President Trump has threatened to double tariffs on Spanish goods after Spain became the sole NATO nation refusing to commit to a new 5% GDP defense spending target, setting the stage for heightened trade tensions.
Key Takeaways
- Trump warned Spain will “pay twice as much” in future trade deals after rejecting NATO’s new 5% of GDP defense spending target
- NATO leaders agreed to a landmark commitment of investing 5% of GDP on defense requirements by 2035, with Spain being the only member to explicitly reject the target
- The U.S. President intends to bypass standard EU trade protocols to negotiate directly with Spain, setting a July 9 deadline before imposing 50% tariffs
- Other NATO members, particularly those bordering Russia, have condemned Spain’s decision as setting a dangerous precedent
- Trump’s stance represents a significant shift in U.S.-Spain relations and demonstrates his continued commitment to increasing NATO allies’ defense contributions
Trump’s Ultimatum to Spain
In a decisive move that underscores his commitment to NATO burden-sharing, President Trump delivered an unambiguous message to Spain at the recent NATO summit. As the alliance agreed to a groundbreaking new defense spending target of 5% of GDP by 2035, Spain stood alone in outright rejection of the commitment. Trump’s response was immediate and stern, threatening to double tariffs on Spanish imports during upcoming trade negotiations if the country maintains its current position on defense spending.
“I’m going to be negotiating with Spain. I’d rather do it myself than go through the European Union because it’s too complicated. Spain will be paying much more in our deal than they would have paid otherwise,” Trump declared. This direct approach signals a major shift in how the administration plans to conduct trade negotiations with European partners, particularly those failing to meet defense obligations.
President Donald Trump criticizes Spain for not agreeing to new defense spending thresholds adopted by NATO and suggests the country could face tariffs twice as high from the US https://t.co/cTkQyXyDrf pic.twitter.com/knNTVrVxPf
— Bloomberg TV (@BloombergTV) June 25, 2025
NATO’s Historic Defense Spending Agreement
The NATO summit produced what Secretary-General Mark Rutte described as a “transformational” agreement, with member nations committing to substantial increases in defense spending. The new benchmark of 5% of GDP for core defense requirements by 2035 represents a significant escalation from previous targets. Countries bordering Russia, including Poland, the Baltic states, and Nordic nations, along with major European powers such as Britain, France, Germany, and the Netherlands, have all committed to this ambitious goal.
“Allies commit to invest 5% of GDP annually on core defense requirements as well as defense- and security-related spending by 2035 to ensure our individual and collective obligations,” NATO leaders stated in their joint declaration.
The agreement also includes a secondary target of 1.5% GDP for broader defense-related spending, such as infrastructure improvements and cyber defense. This comprehensive approach reflects NATO’s evolving strategy to counter the persistent threat posed by Russia, a point that has gained greater consensus among allies since the invasion of Ukraine.

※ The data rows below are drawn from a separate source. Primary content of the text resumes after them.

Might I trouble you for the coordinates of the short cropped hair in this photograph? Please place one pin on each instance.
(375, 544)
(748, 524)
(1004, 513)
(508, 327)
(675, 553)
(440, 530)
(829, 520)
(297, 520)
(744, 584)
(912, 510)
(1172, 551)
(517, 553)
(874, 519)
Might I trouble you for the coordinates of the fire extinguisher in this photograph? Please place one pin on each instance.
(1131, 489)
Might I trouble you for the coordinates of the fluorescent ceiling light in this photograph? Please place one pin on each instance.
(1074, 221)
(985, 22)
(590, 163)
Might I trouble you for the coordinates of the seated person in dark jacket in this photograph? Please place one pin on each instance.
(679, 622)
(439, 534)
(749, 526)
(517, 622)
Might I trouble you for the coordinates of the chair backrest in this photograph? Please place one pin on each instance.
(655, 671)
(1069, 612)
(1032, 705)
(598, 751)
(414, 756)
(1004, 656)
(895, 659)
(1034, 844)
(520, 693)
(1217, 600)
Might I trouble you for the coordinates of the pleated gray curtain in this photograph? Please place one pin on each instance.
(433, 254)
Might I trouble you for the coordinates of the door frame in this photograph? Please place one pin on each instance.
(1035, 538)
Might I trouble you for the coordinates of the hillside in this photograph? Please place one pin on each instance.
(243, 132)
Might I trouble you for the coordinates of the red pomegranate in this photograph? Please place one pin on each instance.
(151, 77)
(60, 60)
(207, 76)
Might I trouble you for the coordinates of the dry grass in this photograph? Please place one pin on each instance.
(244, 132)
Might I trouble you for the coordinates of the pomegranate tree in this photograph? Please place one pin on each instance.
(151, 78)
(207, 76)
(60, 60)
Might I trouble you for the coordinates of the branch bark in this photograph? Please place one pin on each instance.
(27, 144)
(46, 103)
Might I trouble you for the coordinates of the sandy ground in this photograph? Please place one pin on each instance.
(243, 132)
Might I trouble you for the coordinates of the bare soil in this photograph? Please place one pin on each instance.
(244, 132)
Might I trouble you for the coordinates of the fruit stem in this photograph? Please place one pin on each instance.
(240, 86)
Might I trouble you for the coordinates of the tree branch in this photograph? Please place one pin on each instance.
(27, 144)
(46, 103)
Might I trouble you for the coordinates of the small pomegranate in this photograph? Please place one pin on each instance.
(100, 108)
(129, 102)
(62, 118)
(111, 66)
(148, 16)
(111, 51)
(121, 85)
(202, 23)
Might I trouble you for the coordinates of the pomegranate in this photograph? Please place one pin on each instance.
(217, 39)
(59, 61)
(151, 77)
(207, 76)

Spain’s Refusal and Allied Reactions
Spain’s decision to reject the 5% target has drawn sharp criticism from other NATO members, particularly those in Eastern Europe who face more immediate threats from Russia. Spanish officials cited potential strain on the country’s welfare state as justification for their position, a rationale that has not resonated with allies who see defense spending as a fundamental obligation of NATO membership.
Poland’s Deputy Prime Minister was among the most vocal critics, arguing that Spain’s stance undermines alliance unity at a critical moment. The decision appears particularly problematic given the context of Russia’s ongoing aggression in Ukraine and broader threats to European security. President Trump’s administration has set a July 9 deadline for the EU to agree to a trade deal, with tariffs on EU imports to the U.S. set to increase to 50% if no agreement is reached.
Implications for U.S.-European Relations
Trump’s approach to the Spain situation reflects his broader philosophy on international relations and alliance management. By threatening specific trade consequences for defense spending shortfalls, the President is creating direct economic incentives for allies to meet their security obligations. This represents a continuation of his longstanding position that American economic leverage should be used to ensure more equitable burden-sharing within NATO.
“Something that no one really thought possible. And they said, ‘You did it, sir. You did it.’ Well, I don’t know if I did it, but I think I did,” Trump remarked regarding the new NATO agreement, highlighting his role in securing the unprecedented commitment.
The President’s declared intention to bypass traditional EU trade protocols by negotiating directly with Spain signals a potential restructuring of how the U.S. approaches trade relations with European partners. This more bilateral approach could create both challenges and opportunities for trans-Atlantic economic relations, with implications extending far beyond just Spain. Ultimately, Trump’s firm stance demonstrates his commitment to ensuring that all NATO members contribute proportionally to collective security.